Um die Möglichkeiten nachträglicher Einflussnahme beurteilen zu können, bedarf es zunächst eines Blicks auf die Voraussetzungen und den Umfang der Bindungswirkung letztwilliger Verfügungen. Wechselbezügliche Verfügungen von Todes wegen in gemeinschaftlichen Testamenten erzeugen nach § 2271 Abs. 1, Abs. 2 S. 1 BGB ebenso wie vertragsmäßige Verfügungen nach § 2289 Abs. 1 BGB eine Bindung der Erblasser und beschränken deren Testierfreiheit. Derartige Verfügungen von Todes wegen können, soweit diese Bindung reicht, nicht durch eine spätere Verfügung widerrufen bzw. aufgehoben werden.

§ 2289 BGB setzt für die Unwirksamkeit späterer Verfügungen von Todes wegen tatbestandlich voraus, dass diese Verfügung "das Recht des vertragsmäßig Bedachten beeinträchtigen würde." Für gemeinschaftliche Testamente scheint es in Anbetracht des Wortlauts von § 2271 Abs. 1, Abs. 2 S. 1 BGB und § 2258 BGB auf den ersten Blick ausreichend, wenn die spätere Verfügung von Todes wegen zu der früheren in "Widerspruch" steht. Allerdings ist hierzu nach allgemeiner Auffassung analog § 2289 Abs. 2 S. 1 BGB[11] zusätzlich noch die Beeinträchtigung desjenigen erforderlich, der durch die der Bindungswirkung unterliegende Verfügung begünstigt wird (also der Erbe bzw. Vermächtnisnehmer); ein bloßer sachlicher Widerspruch der Verfügungen ohne Beeinträchtigung des durch die frühere Verfügung Begünstigten genügt insoweit nicht.[12] Insbesondere führen daher neutrale oder begünstigende Abweichungen von früheren Verfügungen von Todes wegen nicht zur Unwirksamkeit der späteren Verfügung.[13]

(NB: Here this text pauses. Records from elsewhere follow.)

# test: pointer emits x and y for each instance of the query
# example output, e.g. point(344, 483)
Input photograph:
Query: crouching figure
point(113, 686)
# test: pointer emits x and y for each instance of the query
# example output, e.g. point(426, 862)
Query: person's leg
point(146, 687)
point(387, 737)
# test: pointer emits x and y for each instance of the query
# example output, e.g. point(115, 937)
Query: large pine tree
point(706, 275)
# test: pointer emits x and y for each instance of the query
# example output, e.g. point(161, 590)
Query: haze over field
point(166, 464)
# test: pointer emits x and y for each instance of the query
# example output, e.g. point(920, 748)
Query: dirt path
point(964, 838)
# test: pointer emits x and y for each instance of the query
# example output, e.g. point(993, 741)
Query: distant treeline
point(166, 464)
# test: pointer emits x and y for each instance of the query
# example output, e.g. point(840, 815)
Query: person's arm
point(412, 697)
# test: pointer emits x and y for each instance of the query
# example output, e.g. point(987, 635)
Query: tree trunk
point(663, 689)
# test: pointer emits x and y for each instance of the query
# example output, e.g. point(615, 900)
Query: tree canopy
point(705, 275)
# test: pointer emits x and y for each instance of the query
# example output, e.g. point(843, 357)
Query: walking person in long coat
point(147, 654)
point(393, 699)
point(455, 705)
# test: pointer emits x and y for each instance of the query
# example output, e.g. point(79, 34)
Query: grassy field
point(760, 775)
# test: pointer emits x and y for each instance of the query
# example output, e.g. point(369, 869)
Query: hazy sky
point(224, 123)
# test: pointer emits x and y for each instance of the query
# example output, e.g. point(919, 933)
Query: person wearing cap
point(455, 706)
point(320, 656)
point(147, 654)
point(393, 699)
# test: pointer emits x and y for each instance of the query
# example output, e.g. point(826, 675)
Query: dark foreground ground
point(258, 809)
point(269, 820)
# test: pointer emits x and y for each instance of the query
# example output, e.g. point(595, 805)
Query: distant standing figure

Zum hier konkret zu behandelnden Problemkreis wird in der Kommentarliteratur in der Regel u.a. das Beispiel einer nachträglichen Anordnung eines Vermächtnisses als Beeinträchtigung der bindenden Schlusserbeinsetzung genannt.[14] Allerdings wird als Gegenbeispiel auch die Anordnung eines Untervermächtnisses herangezogen, die lediglich den Vermächtnisnehmer, nicht aber den Erben beeinträchtigt.[15] Es wird sich im Laufe dieser Untersuchung zeigen, dass diese Aussagen jedenfalls in dieser Pauschalität nicht zutreffend sind.

[11] OLG Frankfurt a.M. NJW-RR 1995, 265, 266.
[12] Insgesamt ist festzuhalten, dass sich trotz der Unterschiede im Wortlaut der gesetzlichen Regelung Voraussetzungen und Wirkungen der Bindung durch letztwillige Verfügungen weitgehend entsprechen; es ergibt sich kein wesentlicher Unterschied daraus, ob eine letztwillige Verfügung wechselbezüglich ist oder vertragsmäßig errichtet wurde. Vgl. Burandt/Rojahn/Braun, Erbrecht, 3. Aufl. 2019, BGB § 2271 Rn 37; diff. R. Kössinger/Zintl, in: Nieder/Kössinger, Handbuch der Testamentsgestaltung, § 11 Rn 3.
[13] BGH NJW 1959, 1730, 1731; Burandt/Rojahn/Braun, Erbrecht, § 2271 Rn 37.
[14] Beispielsweise Grüneberg/Weidlich, 81. Aufl. 2022, 2271 Rn 14; Kössinger/Zintl, in: Nieder/Kössinger, Testamentsgestaltung, § 11 Rn 38; Litzenburger, in: BeckOK BGB, § 2271 Rn 28; J. Mayer, in: Reimann/Bengel, Testament und Erbvertrag, 6. Aufl. 2015, § 2271 Rn 37 (mit der zutreffenden Einschränkung "im Allgemeinen"), undifferenziert aber J. Mayer/Röhl, Testament und Erbvertrag, 7. Aufl. 2020, § 2289 Rn 20, 37.
[15] J. Mayer, in: Reimann/Bengel, Testament und Erbvertrag, 6. Aufl. 2015, § 2289 Rn 33.